# Ticket #974 (new task)

## Faster threshold search

Reported by: | janez | Owned by: | janez |
---|---|---|---|

Milestone: | 3.0 | Component: | other |

Severity: | minor | Keywords: | |

Cc: | Blocking: | ||

Blocked By: |

### Description

Threshold search could be sped up by implementing special cases of procedures related to the search for binary attributes that would use a pair of double instead of TDistribution.

An alternative is to just avoid TDistribution and use a double * instead. TScoreFeature would have to implement a corresponding method.

Third alternative is to even keep TDistribution but only one (eg. the left one), implement TScoreFeature's operator that would accept the left distribution and the class distribution. This would simplify the threshold search loop (no maintining of the count for the right side) and possibly allow a more efficient computation of scores as well.

**Note:**See TracTickets for help on using tickets.
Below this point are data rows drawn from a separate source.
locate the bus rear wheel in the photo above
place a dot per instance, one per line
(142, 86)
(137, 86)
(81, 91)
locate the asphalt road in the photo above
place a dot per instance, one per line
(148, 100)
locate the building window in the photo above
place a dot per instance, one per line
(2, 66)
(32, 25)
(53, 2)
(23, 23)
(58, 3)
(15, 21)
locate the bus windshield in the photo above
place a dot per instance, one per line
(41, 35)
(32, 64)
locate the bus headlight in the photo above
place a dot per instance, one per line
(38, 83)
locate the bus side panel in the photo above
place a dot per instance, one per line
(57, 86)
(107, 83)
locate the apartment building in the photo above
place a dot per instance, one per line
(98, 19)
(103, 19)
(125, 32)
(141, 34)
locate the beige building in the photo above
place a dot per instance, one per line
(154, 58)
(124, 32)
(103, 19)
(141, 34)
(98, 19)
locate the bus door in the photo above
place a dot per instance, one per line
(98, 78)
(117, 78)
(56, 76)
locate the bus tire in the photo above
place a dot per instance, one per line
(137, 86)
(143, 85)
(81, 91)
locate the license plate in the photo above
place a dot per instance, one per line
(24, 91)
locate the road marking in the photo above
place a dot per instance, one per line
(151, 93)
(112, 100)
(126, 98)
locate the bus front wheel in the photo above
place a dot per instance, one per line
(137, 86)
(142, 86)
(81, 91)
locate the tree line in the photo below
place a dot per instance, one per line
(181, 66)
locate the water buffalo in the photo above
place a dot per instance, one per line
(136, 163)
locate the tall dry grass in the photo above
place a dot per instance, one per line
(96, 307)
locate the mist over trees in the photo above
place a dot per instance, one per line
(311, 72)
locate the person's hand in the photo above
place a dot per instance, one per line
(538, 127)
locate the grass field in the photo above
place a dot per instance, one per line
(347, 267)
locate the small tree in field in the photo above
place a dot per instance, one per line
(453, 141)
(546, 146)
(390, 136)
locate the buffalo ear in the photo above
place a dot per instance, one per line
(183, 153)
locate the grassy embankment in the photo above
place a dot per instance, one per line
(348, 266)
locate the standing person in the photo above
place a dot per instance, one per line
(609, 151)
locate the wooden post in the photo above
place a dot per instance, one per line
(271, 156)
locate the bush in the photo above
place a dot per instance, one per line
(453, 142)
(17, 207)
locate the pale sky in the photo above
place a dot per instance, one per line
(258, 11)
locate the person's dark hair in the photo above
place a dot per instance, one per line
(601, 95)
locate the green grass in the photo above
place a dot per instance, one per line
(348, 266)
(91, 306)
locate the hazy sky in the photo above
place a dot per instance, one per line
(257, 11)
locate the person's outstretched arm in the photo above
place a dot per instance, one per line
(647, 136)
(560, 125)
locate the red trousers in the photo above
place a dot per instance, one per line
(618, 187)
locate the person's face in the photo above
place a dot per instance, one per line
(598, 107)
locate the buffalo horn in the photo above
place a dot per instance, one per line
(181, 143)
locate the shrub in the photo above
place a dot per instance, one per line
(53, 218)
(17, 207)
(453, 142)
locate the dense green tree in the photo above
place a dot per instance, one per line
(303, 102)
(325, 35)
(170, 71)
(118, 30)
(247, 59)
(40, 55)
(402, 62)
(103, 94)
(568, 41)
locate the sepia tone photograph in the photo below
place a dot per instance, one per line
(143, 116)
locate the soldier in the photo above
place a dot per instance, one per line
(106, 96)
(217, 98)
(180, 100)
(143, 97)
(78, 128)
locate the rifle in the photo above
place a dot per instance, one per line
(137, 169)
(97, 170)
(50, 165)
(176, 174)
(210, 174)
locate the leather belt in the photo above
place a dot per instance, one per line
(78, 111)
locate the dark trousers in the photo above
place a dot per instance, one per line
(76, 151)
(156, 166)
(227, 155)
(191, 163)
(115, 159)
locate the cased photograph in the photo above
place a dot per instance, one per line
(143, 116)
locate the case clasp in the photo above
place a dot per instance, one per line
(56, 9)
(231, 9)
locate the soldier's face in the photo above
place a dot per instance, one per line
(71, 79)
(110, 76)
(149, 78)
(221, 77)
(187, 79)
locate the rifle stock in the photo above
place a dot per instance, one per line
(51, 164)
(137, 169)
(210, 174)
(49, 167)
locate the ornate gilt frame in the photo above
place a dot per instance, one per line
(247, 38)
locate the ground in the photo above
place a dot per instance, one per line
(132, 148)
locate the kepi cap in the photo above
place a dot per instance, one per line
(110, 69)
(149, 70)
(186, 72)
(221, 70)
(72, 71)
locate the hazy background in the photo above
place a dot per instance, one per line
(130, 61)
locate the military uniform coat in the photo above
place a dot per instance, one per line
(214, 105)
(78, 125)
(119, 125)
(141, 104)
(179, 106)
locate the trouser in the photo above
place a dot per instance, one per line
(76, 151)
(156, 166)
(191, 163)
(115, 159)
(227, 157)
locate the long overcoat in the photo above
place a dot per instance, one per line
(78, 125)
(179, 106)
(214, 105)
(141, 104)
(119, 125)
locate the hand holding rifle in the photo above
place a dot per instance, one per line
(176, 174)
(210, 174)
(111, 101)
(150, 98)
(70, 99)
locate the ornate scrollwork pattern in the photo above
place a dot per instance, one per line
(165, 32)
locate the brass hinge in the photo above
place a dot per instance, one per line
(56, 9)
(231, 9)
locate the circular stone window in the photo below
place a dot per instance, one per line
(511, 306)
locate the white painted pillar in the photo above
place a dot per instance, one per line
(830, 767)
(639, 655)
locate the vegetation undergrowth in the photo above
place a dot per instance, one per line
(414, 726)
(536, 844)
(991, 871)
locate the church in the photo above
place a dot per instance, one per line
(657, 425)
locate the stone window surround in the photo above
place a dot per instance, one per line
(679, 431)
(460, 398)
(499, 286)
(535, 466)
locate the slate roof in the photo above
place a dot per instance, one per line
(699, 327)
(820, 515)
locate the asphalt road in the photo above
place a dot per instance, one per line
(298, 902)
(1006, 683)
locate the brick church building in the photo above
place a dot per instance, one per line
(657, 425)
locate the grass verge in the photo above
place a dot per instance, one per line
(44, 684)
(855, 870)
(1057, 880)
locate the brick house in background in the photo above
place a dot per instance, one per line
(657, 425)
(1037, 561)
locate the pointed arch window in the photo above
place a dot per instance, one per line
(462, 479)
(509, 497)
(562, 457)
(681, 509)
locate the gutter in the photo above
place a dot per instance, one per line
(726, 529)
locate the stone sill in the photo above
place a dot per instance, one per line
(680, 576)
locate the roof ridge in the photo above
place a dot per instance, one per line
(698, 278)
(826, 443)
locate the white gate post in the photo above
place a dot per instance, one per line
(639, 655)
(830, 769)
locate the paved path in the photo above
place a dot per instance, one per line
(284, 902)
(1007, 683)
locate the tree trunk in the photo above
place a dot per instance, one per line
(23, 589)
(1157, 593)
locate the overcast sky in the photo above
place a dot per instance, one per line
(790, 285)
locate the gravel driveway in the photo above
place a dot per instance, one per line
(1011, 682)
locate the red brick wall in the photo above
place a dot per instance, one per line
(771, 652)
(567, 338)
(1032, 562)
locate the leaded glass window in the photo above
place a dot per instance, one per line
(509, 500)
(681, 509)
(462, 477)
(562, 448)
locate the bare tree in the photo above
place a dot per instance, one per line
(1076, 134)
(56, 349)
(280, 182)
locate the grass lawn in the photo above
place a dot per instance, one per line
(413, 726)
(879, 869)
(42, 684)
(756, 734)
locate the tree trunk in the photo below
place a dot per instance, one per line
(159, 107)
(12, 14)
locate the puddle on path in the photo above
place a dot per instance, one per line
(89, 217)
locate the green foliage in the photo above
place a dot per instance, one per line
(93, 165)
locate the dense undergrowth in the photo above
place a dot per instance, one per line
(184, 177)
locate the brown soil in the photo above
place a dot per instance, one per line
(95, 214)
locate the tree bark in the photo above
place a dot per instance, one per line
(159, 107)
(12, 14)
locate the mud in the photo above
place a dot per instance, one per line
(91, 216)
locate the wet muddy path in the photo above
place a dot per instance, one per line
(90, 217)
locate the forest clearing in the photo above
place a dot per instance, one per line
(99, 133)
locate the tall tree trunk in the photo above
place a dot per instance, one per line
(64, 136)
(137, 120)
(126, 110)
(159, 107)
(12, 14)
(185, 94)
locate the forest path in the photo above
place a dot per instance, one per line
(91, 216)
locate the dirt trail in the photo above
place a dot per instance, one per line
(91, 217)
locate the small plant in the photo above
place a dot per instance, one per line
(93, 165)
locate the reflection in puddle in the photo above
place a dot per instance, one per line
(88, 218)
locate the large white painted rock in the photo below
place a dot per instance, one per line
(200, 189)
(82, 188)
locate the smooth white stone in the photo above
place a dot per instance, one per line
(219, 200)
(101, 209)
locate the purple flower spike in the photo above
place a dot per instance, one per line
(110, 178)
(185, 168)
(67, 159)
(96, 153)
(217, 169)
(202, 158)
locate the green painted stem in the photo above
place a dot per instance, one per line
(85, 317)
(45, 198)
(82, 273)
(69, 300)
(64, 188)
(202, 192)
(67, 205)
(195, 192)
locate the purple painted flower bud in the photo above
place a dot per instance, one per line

I tried to simplify the formula for information gain and Gini index for binary cases (if we know the left side distribution and the total distribution), but nothing nicer does come out. Also not keeping the right-hand side distribution does not help a lot since we need it to compute the score (e.g. the entropy).

The code would still run faster because simpler data representation, because we would have less arguments, because we would not update TDistribution::abs and cases if we used double * etc.